結婚の相談
難しい課題を与えられてしまった。どうすればいいのだろう。
そもそも相談する相手が間違っていると思うのだが、強引に押し切られた。ああいう相手の都合を考えない感じはディアに似ているな。
嫌ではない。嫌ではないんだ。でも、私の専門外だ。私の専門は殴る感じのものであって、結婚相談所ではない。だいたい、結婚したことないのに、二人を結婚させてください、と言われてもどうすればいいのだろうか。

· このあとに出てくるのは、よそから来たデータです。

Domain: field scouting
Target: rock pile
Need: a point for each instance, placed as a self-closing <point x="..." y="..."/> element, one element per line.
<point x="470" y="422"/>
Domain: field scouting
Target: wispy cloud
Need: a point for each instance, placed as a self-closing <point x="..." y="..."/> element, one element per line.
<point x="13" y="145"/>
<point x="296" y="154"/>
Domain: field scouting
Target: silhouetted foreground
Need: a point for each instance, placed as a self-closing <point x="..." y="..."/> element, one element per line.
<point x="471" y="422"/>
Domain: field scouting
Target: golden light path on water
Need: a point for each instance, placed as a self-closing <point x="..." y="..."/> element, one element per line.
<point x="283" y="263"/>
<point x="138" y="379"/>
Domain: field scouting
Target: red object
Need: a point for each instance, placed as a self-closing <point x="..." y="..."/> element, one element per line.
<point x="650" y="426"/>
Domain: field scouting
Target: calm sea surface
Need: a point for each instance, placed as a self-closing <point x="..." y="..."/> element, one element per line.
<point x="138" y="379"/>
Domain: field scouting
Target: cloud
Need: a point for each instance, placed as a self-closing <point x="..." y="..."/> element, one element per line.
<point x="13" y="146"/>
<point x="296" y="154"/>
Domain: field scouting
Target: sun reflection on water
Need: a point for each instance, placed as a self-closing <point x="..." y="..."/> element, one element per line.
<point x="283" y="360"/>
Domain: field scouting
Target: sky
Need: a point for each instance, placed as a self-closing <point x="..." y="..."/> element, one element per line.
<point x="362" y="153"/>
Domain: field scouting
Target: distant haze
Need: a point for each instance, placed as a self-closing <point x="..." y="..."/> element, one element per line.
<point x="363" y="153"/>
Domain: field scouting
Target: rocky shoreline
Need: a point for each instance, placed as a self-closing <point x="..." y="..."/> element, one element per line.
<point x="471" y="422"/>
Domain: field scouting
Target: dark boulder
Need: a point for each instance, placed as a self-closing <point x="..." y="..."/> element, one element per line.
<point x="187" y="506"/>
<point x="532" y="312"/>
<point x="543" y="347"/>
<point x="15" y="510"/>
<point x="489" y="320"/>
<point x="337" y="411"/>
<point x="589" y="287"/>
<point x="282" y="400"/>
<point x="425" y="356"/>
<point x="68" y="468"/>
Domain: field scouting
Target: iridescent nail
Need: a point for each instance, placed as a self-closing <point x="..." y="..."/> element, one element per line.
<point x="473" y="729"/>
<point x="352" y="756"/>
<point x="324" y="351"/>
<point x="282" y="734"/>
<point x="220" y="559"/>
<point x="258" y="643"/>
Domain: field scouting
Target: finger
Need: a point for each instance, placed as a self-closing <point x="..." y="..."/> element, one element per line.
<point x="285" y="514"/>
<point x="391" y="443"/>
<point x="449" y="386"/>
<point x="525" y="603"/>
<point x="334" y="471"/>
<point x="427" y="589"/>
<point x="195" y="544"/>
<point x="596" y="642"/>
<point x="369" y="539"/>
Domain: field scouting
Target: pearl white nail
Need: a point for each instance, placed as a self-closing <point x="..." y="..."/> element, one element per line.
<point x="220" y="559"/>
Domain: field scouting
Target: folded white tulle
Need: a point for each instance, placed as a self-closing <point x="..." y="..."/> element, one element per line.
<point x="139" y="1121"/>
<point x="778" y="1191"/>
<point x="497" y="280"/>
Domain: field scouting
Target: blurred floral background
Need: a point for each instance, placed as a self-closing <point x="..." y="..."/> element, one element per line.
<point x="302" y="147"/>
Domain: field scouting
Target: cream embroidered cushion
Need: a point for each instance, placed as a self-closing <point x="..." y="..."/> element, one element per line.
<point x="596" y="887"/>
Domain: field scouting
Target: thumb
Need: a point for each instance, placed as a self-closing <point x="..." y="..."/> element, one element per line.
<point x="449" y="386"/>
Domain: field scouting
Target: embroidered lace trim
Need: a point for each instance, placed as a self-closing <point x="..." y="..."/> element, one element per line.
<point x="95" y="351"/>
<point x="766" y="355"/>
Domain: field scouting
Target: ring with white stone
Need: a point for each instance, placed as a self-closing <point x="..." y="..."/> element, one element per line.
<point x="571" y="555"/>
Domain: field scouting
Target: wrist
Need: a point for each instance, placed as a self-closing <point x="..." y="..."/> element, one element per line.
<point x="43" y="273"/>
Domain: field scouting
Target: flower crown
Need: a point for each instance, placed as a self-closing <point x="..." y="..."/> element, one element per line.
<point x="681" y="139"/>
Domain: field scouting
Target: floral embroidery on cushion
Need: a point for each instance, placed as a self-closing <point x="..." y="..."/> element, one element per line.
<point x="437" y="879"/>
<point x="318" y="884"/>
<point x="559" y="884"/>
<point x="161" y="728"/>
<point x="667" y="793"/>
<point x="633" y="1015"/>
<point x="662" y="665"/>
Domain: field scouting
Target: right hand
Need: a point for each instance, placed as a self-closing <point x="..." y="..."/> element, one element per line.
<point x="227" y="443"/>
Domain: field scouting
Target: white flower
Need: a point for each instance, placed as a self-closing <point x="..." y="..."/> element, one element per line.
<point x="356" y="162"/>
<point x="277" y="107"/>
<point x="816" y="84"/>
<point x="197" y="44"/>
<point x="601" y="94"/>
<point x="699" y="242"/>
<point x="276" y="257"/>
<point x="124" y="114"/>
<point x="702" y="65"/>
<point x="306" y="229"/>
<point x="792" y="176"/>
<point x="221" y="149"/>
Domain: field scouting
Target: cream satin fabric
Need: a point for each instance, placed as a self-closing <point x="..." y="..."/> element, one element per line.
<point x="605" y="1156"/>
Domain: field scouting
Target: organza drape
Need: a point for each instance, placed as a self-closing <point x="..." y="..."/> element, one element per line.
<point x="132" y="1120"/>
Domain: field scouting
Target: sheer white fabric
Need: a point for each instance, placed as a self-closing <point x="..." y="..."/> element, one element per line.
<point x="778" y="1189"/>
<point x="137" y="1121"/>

『あれ? フェル様、頭を抱えてどうしたのですか? 今日は確か、ニャントリオンでディア様の子孫にお会いするはずじゃ?』
ダンジョンに戻ってくるとアビスから心配そうに声を掛けられた。
アビスに相談してみよう。私には無理だ。
今日、ディアの子孫である現ニャントリオンの店長に相談された。
なんでも娘がニャントリオン専属護衛の息子と結婚したいと言って来たそうだ。
護衛の息子は娘の幼馴染でもあるし、子供の頃からよく知っている。今時珍しい好青年だし、親として娘の幸せを考えるなら間違いなく賛成だ。
だが、問題はいまの身分や立場。四女とはいえ、ニャントリオンという大ブランドの娘を護衛の息子と結婚させるわけにはいかない。
とはいえ、娘には幸せになって貰いたい。結婚を諦めさせて嫌われたくないし、どうしよう?
そうだ、困った時はフェルさんだ。頼もう。
そんな流れで私に相談された。
『大変ですね』
それを聞いたアビスが心底同情するような声で言った。
本当に大変だよ。呼び出されたと思ったら娘の結婚相談なんて。ちょっと考えさせてくれって言わずに、完全に断るべきだったかも。
「アビス、ひとごとみたいに言うな。『じゃあ、お任せします、フェルさん。お金はいくら掛かってもいいですので』と丸投げされて困ってるんだ。頼むから助けてくれ」
『それは相談する相手を間違っていると思いますが? 思考プログラムに結婚させる方法なんて聞かないでくださいよ』
「そんなの私だって同じだ。最初の相談先からして間違っているんだ。でも、放ってはおけないだろ?」
ディアの子孫だ。みんなが幸せになって欲しい。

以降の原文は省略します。